Das bodenständige Aichwald und das mondäne Baden-Baden haben eine Gemeinsamkeit: In beiden Kommunen lebt eine Bevölkerung mit dem höchsten Altersdurchschnitt in Baden-Württemberg. Wobei Aichwald vor den Toren Stuttgarts die Nase noch ein bisschen weiter vorne hat: Dort beträgt das Durchschnittsalter der Einwohner 48 Jahre, und der Anteil der über 65-Jährigen ist kreisweit spitze. In Baden-Baden sind die Menschen im Schnitt 47,2 Jahre alt. Warum ist Aichwald attraktiv für Ältere – oder handelt es sich um einen statistischen Zufall?
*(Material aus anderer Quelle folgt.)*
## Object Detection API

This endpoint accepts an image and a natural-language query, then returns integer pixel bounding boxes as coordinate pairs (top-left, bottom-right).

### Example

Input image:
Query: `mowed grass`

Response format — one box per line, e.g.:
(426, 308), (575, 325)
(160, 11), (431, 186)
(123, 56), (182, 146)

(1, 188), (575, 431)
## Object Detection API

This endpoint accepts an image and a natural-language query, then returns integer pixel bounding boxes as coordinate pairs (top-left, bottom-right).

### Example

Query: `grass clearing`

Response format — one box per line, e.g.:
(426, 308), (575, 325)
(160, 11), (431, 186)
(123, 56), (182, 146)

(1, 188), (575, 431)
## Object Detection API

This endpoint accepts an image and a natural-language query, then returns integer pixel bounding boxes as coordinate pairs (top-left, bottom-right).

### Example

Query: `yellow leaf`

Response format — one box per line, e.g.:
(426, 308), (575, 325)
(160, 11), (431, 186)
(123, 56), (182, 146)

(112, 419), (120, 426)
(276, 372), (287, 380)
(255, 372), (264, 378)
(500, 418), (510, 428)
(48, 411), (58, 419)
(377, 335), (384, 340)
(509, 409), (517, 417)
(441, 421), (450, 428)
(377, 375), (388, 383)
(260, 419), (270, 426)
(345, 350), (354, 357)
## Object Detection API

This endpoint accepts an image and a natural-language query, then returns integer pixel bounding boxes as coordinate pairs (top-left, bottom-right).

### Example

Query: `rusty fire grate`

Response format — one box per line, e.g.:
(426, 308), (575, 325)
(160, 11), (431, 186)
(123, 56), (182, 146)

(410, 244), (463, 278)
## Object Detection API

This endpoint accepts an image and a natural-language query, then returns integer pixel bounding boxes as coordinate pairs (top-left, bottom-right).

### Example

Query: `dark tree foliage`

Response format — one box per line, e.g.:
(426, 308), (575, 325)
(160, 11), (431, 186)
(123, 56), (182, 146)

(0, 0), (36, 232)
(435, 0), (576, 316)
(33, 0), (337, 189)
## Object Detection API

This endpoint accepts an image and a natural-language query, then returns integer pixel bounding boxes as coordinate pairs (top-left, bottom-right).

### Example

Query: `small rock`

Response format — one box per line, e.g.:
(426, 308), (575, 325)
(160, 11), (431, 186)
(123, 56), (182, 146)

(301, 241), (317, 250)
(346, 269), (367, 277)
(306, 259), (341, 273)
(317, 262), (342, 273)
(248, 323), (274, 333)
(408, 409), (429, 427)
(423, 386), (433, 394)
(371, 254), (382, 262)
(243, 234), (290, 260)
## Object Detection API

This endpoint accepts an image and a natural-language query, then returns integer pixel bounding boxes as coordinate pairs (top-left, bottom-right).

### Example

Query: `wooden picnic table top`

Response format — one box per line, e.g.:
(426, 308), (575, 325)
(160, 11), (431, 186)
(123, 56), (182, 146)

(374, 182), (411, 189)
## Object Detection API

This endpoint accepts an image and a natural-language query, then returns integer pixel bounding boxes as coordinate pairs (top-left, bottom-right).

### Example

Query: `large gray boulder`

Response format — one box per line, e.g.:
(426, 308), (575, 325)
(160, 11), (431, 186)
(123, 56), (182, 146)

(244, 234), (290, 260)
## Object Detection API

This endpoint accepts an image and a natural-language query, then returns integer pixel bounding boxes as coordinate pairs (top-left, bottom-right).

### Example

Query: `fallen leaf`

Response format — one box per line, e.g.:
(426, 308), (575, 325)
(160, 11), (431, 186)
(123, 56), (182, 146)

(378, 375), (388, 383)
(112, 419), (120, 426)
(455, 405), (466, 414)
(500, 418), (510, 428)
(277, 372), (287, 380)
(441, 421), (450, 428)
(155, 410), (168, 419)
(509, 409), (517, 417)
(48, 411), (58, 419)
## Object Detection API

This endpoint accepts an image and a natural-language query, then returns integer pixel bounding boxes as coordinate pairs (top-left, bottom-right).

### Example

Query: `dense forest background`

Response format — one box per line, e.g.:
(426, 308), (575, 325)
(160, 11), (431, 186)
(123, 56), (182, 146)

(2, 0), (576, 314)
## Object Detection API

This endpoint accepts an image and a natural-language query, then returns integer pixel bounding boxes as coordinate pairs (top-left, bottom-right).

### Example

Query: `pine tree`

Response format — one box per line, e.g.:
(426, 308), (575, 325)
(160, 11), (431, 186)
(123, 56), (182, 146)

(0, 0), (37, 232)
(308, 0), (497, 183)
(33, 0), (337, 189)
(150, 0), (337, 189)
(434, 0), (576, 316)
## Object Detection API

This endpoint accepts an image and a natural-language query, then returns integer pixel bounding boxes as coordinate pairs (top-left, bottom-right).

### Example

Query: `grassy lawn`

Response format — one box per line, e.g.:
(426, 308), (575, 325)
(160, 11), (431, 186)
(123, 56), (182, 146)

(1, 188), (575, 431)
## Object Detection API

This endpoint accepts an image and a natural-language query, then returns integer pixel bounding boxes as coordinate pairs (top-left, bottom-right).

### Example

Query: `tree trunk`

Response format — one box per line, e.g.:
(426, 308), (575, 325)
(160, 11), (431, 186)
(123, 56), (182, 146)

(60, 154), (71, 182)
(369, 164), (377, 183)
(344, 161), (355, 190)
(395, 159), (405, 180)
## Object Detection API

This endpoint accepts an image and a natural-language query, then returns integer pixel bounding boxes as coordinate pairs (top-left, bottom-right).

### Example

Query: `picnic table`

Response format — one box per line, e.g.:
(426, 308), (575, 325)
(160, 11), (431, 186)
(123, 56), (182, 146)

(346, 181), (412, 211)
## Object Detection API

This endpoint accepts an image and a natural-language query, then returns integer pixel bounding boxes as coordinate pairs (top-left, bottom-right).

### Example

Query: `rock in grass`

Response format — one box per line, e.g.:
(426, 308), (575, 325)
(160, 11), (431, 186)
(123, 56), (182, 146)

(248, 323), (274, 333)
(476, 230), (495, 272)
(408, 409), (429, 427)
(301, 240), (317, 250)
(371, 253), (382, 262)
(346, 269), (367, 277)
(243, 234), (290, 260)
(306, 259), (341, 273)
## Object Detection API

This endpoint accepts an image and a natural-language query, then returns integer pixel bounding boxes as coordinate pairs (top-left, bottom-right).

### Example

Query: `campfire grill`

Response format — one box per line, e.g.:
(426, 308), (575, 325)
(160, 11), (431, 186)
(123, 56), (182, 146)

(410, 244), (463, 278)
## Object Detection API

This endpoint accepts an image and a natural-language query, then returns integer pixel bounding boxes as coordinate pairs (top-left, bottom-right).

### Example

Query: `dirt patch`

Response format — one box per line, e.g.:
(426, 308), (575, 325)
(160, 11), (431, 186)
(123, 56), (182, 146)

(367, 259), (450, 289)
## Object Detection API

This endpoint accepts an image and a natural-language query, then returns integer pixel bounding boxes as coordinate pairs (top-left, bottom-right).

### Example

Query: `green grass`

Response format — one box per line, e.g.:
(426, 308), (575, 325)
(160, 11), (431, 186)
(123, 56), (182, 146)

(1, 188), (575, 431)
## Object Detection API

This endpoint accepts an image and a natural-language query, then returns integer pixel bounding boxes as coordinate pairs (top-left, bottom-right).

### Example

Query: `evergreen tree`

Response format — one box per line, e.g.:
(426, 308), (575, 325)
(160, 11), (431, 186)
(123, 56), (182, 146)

Auf diese Frage angesprochen, berichtet Michael Neumann, der seit vielen Jahren den Aichwalder Seniorenrat leitet und sich in seinem Viertel wie in einem großen Altersheim vorkommt, wie er lakonisch anmerkt, aus seinem breiten Erfahrungsschatz. Tatsächlich schätzt auch der frühere Hauptschullehrer das Leben in der Schurwaldgemeinde. Mit seiner Frau wohnt er seit dem Einzug in den 1980er-Jahren in dem Schan­bacher Quartier rund um Hesse-, Wieland- und Fontaneweg – und ist genauso wie die Nachbarn dort immer älter geworden.
Kein schlechter Ort für den dritten Lebensabschnitt, darin sind sich Brigitte und Michael Neumann zusammen mit dem Gast und Weggefährten in der SPD-Ratsfraktion, Hans Ulrich Richter, einig. Kurze Wege ins Grüne aber auch ins Schanbacher Zentrum, das laut Brigitte Weber nicht nur mit einer „hervorragenden Bücherei“, sondern auch mit Läden und Dienstleistern punkten kann, machten die gute Wohnlage aus.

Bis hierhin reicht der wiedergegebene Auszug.